Oxygène, obsession, ordalie : la couture fut la raison de vivre de Cristóbal Balenciaga. Le styliste espagnol a, par ses créations, redéfini l’élégance et la silhouette au XXe siècle, mais à quel prix ? C’est ce que raconte la minisérie Cristobal Balenciaga.
Quelques roses et beaucoup d’épines
Aux commandes de ce programme, un quatuor ibérique : Lourdes Iglesias, Aitor Arregi, Jon Garaño, Jose Mari Goenaga. Objectif : raconter en six épisodes le parcours de Balenciaga, les origines de sa vocation, le succès de sa maison de couture madrilène, son arrivée à Paris en 1937 pour prendre ancrage dans l’univers de la mode française, son combat pour s’imposer face à Dior, sa course à l’innovation, les temps forts de sa carrière que furent la réalisation de la robe de mariée de Fabiola, la future reine des Belges, ou la signature des uniformes d’hôtesses d’Air France.

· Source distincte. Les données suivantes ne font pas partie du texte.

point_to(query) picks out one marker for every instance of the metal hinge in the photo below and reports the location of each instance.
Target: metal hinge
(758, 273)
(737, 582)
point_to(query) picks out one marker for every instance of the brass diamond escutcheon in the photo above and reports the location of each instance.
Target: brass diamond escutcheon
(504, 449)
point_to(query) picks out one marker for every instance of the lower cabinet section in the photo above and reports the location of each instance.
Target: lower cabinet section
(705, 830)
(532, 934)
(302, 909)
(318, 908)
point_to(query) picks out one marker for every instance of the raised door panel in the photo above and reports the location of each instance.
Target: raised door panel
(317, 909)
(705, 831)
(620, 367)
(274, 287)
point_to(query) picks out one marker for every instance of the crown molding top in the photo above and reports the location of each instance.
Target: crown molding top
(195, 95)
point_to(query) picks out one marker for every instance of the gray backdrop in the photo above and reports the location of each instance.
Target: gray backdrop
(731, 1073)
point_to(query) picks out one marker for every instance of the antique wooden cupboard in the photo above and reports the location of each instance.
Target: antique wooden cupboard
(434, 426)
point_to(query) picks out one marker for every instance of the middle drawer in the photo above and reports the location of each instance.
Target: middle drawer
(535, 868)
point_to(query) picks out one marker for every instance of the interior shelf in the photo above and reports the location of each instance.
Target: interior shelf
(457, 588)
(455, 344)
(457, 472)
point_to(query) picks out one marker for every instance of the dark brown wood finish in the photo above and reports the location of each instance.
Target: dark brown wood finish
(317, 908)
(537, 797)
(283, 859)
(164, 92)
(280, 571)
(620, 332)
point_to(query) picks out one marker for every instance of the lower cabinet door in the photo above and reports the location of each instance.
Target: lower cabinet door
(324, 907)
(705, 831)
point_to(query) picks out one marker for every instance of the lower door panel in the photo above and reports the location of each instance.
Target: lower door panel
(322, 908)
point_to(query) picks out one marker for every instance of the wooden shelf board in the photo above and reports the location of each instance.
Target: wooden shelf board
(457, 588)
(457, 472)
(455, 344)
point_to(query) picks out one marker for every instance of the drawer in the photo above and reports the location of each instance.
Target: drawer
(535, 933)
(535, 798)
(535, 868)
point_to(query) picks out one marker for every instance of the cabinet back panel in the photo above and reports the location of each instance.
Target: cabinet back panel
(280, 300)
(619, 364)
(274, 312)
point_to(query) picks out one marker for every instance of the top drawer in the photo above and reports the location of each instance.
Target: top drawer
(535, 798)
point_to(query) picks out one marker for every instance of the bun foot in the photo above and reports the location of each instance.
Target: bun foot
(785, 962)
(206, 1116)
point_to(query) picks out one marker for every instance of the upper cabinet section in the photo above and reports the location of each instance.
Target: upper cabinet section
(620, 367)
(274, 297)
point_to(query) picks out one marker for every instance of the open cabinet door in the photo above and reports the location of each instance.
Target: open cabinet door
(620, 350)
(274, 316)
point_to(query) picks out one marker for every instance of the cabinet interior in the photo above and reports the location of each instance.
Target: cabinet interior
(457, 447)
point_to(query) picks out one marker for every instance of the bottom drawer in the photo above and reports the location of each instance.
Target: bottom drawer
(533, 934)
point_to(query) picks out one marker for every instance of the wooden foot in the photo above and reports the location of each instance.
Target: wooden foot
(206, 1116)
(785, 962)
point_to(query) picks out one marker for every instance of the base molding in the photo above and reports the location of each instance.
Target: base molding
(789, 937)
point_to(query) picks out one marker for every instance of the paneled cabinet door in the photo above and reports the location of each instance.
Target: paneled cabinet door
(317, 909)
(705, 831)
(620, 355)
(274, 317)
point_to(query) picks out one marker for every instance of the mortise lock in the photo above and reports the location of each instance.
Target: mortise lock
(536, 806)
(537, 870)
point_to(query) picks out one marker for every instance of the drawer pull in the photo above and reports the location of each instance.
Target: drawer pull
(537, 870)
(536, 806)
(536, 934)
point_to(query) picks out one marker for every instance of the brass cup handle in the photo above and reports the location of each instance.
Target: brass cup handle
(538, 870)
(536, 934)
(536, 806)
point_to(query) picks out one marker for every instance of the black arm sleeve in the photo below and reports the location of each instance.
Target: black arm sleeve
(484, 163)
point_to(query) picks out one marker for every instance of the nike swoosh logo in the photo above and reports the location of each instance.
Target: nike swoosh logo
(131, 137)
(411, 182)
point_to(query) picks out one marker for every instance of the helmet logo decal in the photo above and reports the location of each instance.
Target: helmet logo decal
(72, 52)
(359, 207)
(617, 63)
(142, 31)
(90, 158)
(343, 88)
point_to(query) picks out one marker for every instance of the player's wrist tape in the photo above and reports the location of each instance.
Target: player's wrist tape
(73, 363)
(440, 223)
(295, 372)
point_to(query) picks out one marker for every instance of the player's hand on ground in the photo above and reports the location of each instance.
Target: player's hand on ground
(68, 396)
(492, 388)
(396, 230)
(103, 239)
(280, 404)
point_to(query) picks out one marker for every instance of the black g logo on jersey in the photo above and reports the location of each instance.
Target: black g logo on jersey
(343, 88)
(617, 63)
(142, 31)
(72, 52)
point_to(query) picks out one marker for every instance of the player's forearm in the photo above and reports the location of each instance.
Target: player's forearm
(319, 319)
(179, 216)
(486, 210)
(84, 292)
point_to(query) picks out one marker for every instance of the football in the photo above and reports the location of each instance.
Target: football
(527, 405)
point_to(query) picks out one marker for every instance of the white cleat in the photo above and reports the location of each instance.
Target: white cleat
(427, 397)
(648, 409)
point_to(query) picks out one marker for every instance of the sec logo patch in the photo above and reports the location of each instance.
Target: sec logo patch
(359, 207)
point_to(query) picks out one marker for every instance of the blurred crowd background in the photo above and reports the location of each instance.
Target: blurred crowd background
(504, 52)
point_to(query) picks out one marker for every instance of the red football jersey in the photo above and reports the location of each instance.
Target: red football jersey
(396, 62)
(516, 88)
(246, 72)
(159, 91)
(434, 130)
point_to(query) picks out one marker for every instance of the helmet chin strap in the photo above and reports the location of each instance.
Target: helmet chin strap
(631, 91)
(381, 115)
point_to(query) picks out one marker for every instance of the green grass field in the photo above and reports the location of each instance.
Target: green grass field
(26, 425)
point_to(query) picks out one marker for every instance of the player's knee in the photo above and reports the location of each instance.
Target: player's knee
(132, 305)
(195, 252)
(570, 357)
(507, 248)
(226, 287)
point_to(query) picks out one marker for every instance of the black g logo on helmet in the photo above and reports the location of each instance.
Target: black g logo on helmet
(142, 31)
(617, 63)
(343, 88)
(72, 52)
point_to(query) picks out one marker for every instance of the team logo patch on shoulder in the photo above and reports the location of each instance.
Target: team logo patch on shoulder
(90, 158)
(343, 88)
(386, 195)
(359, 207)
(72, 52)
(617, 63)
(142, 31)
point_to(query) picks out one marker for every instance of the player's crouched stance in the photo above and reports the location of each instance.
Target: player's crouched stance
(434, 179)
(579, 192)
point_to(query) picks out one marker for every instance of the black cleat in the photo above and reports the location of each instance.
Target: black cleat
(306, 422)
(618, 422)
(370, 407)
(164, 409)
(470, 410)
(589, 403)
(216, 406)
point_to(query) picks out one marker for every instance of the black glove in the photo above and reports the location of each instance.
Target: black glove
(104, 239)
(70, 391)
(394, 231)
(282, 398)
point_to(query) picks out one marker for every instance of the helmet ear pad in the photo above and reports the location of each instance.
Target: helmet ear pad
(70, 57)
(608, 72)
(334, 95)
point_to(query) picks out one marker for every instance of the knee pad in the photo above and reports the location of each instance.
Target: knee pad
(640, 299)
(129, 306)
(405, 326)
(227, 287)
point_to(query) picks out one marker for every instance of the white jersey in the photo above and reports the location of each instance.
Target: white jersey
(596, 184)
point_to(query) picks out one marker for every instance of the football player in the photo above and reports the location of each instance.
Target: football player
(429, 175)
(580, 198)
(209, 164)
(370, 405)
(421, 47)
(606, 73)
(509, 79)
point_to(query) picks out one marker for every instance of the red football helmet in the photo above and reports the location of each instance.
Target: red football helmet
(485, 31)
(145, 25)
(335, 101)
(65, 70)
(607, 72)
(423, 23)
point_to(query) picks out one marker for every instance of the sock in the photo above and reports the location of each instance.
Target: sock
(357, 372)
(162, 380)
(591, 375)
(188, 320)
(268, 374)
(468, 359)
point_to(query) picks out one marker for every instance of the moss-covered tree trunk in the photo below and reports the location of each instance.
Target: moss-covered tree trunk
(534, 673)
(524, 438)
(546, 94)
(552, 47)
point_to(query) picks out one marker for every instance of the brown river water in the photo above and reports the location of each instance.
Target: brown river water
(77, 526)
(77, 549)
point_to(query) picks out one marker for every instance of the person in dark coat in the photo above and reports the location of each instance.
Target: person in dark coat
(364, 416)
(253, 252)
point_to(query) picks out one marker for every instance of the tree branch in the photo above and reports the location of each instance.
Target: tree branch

Un chemin semé de quelques roses et de beaucoup d’épines. L’impossibilité d’afficher au grand jour ses amours homosexuelles avec Władzio Jaworowski d’Attainville, puis, après le décès de ce dernier, avec Ramon Esparza. La période du franquisme, l’Occupation en France, la concurrence forcenée des couturiers parisiens au lendemain de la guerre… L’arrivée du prêt-à-porter, de l’industrialisation du secteur de la mode, l’avènement du marketing, la starisation des grands stylistes…
La couture comme une ascèse
Pour un introverti comme Balenciaga, la modernisation de sa discipline fut un enfer. Et la série le monte très bien : c’est un véritable cours de couture filmé avec beaucoup de grâce, reflétant l’amour du couturier pour le geste sûr, l’observation acérée du tombé et de la forme, l’art de la coupe juste et équilibrée, la maîtrise des étoffes de leurs singularités, la patience et l’exigence d’un travail pensé comme une ascèse. Car Balenciaga aborde son art comme un moine le ferait de son sacerdoce. Discret, pour ne pas dire timide, il s’enferme dans son atelier, refuse de parler aux journalistes.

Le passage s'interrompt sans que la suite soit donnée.